We are seeking your participation in a research project involving a study of the burden borne by persons providing home care to victims of an immobilizing stroke. It is our understanding that you have provided the primary home care to a stroke victim, either a spouse, a parent, or a parent-in-law, for at least one year. This study will involve about forty persons who, like yourself, provide such care.

If you agree to participate, you will be interviewed about the care you provide to the stroke victim and about your feelings toward him or her. The interview will last about one hour. Your participation will not subject you to any physical risk or pain, but, because some of the interview questions are very personal, you may be subject to some stress or embarrassment. Your name will not be recorded on the interview sheets: an anonymous code will be used, and your replies will be known to at most two persons, the interviewer and Dr. _________, the director of this study. You may be assured that any reports of this research will contain only data of an anonymous or statistical nature: your name, or the name of the stroke victim, will not be used.

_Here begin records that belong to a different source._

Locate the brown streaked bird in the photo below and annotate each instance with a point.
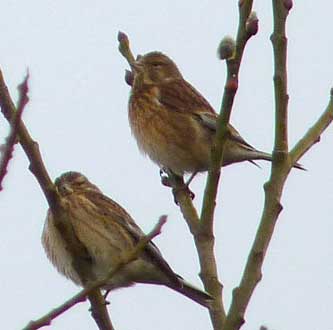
(174, 124)
(108, 232)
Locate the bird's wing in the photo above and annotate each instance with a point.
(111, 211)
(180, 96)
(210, 121)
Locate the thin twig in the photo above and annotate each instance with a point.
(209, 273)
(81, 296)
(273, 188)
(12, 137)
(37, 167)
(312, 136)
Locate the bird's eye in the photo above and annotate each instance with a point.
(80, 180)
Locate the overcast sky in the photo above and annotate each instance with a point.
(78, 114)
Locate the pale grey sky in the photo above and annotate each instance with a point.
(78, 113)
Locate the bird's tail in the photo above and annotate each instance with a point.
(201, 297)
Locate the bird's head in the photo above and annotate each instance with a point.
(155, 68)
(73, 182)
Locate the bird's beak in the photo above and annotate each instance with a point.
(136, 67)
(65, 189)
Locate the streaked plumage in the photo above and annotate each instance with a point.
(174, 124)
(108, 232)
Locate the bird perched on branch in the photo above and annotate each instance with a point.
(174, 124)
(107, 233)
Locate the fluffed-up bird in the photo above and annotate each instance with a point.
(174, 124)
(108, 233)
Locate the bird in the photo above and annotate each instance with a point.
(107, 233)
(174, 124)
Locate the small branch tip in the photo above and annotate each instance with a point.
(252, 24)
(122, 37)
(288, 4)
(227, 48)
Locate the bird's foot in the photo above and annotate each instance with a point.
(176, 182)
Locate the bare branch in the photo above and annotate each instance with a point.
(313, 134)
(81, 296)
(37, 167)
(12, 137)
(209, 272)
(273, 188)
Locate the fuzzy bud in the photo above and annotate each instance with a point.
(129, 77)
(252, 24)
(227, 48)
(288, 4)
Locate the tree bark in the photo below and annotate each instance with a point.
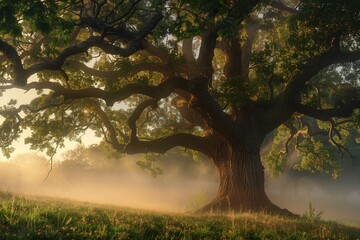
(241, 181)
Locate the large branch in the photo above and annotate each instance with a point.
(162, 90)
(135, 43)
(313, 66)
(288, 102)
(164, 69)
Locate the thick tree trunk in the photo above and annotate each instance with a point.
(241, 182)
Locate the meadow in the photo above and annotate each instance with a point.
(30, 217)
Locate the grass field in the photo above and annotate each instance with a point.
(27, 217)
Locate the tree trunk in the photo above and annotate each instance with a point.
(241, 181)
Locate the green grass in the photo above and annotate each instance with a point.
(26, 217)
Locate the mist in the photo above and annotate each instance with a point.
(183, 187)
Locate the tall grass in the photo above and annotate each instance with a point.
(24, 217)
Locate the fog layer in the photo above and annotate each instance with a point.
(184, 185)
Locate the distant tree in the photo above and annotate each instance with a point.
(210, 76)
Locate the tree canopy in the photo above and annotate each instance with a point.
(211, 76)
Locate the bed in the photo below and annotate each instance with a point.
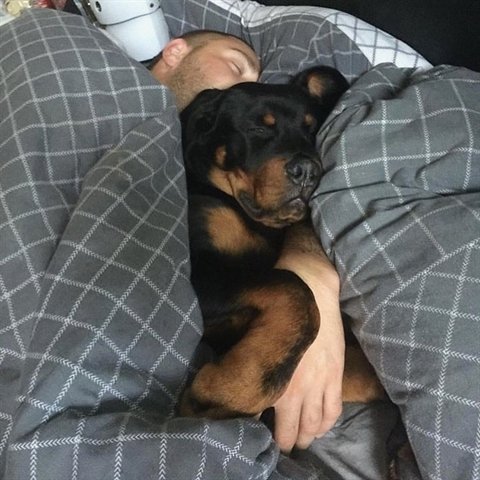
(99, 326)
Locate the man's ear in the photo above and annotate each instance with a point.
(174, 52)
(325, 84)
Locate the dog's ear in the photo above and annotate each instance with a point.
(199, 117)
(325, 84)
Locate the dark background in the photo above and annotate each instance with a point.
(443, 31)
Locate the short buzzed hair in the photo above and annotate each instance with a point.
(197, 39)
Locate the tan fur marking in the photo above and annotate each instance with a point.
(270, 183)
(315, 86)
(220, 156)
(309, 120)
(229, 234)
(269, 119)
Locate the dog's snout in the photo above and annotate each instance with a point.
(303, 170)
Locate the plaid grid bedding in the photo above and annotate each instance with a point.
(99, 327)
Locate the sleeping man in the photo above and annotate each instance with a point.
(313, 400)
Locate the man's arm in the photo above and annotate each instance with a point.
(313, 400)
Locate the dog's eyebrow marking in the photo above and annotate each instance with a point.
(269, 119)
(309, 119)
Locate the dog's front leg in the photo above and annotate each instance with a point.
(254, 373)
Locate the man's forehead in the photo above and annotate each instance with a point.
(235, 44)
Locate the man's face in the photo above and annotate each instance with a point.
(220, 64)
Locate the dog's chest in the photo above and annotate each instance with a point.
(230, 235)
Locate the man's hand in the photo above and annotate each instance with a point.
(313, 400)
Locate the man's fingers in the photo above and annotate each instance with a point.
(318, 419)
(286, 428)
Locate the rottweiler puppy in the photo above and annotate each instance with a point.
(251, 167)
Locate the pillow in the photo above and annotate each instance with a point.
(398, 212)
(289, 39)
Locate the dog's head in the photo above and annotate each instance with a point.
(256, 142)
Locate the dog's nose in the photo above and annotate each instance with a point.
(302, 170)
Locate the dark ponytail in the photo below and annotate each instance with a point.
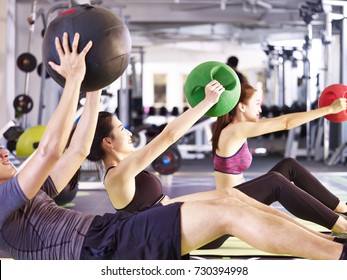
(103, 129)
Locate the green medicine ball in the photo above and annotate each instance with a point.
(204, 73)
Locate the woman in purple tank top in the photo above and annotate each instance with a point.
(288, 182)
(33, 226)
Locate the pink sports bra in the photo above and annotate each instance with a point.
(235, 164)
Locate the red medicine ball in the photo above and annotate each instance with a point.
(327, 97)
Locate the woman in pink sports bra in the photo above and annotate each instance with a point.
(132, 189)
(288, 182)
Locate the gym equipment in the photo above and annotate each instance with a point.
(11, 135)
(328, 95)
(26, 62)
(110, 54)
(168, 162)
(23, 104)
(204, 73)
(29, 140)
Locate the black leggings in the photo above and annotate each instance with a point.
(292, 185)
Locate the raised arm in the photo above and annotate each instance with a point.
(285, 122)
(132, 165)
(53, 142)
(80, 143)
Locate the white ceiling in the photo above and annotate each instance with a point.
(244, 21)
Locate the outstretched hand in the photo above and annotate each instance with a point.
(339, 104)
(213, 91)
(72, 63)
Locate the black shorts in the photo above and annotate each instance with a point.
(154, 234)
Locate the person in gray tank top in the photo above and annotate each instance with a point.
(33, 226)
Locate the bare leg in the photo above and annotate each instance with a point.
(220, 193)
(204, 221)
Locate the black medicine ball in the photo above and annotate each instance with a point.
(110, 54)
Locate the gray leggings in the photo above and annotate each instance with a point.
(292, 185)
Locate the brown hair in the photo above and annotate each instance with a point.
(247, 91)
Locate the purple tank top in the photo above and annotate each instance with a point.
(235, 164)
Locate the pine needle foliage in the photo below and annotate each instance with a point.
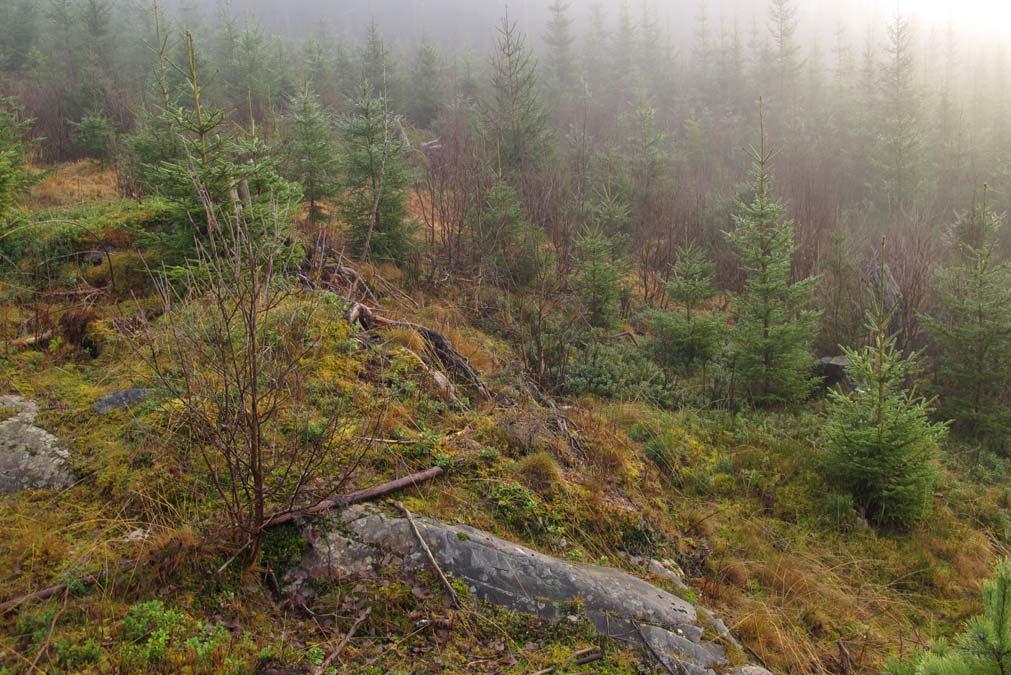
(972, 330)
(687, 339)
(374, 179)
(983, 648)
(774, 328)
(880, 441)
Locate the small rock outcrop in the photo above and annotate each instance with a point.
(118, 400)
(833, 371)
(30, 458)
(358, 542)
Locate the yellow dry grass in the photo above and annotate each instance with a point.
(72, 184)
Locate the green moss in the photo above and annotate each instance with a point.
(282, 549)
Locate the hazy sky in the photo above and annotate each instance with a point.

The goal of this research is to determine what burdens, physical and psychological, are borne by those who provide home care of immobilized stroke victims. It is hoped that stroke support groups and the medical community will be able to use our research to ease the burdens of persons such as yourself. We cannot promise that your participation in this study will be of any direct benefit to you. You may find some therapeutic value in discussing the problems you encounter in caring for the stroke victim. You will receive no monetary compensation for participating in this study.

We are planning a follow-up study to take place about one year from now, and you may be asked, at that time, to agree to another interview. However, giving your permission to participate in the present study in no way obligates you to participate in the follow-up study.

Any questions you have regarding this research may be directed to the interviewer or to Dr. __________ at ____________. Information involving the conduct and review of research involving humans can be obtained from the following member of the Trinity University Institutional Review Board: _______________ at 999-_____.

Your signature below indicates that you agree to participate in this research and further indicates that:

1.    You have read and understand the information written above;

2.    You understand that participation is voluntary and that refusal to participate will not penalize you in any way; and

3.    You understand that you are free to withdraw from participation at any time without penalty.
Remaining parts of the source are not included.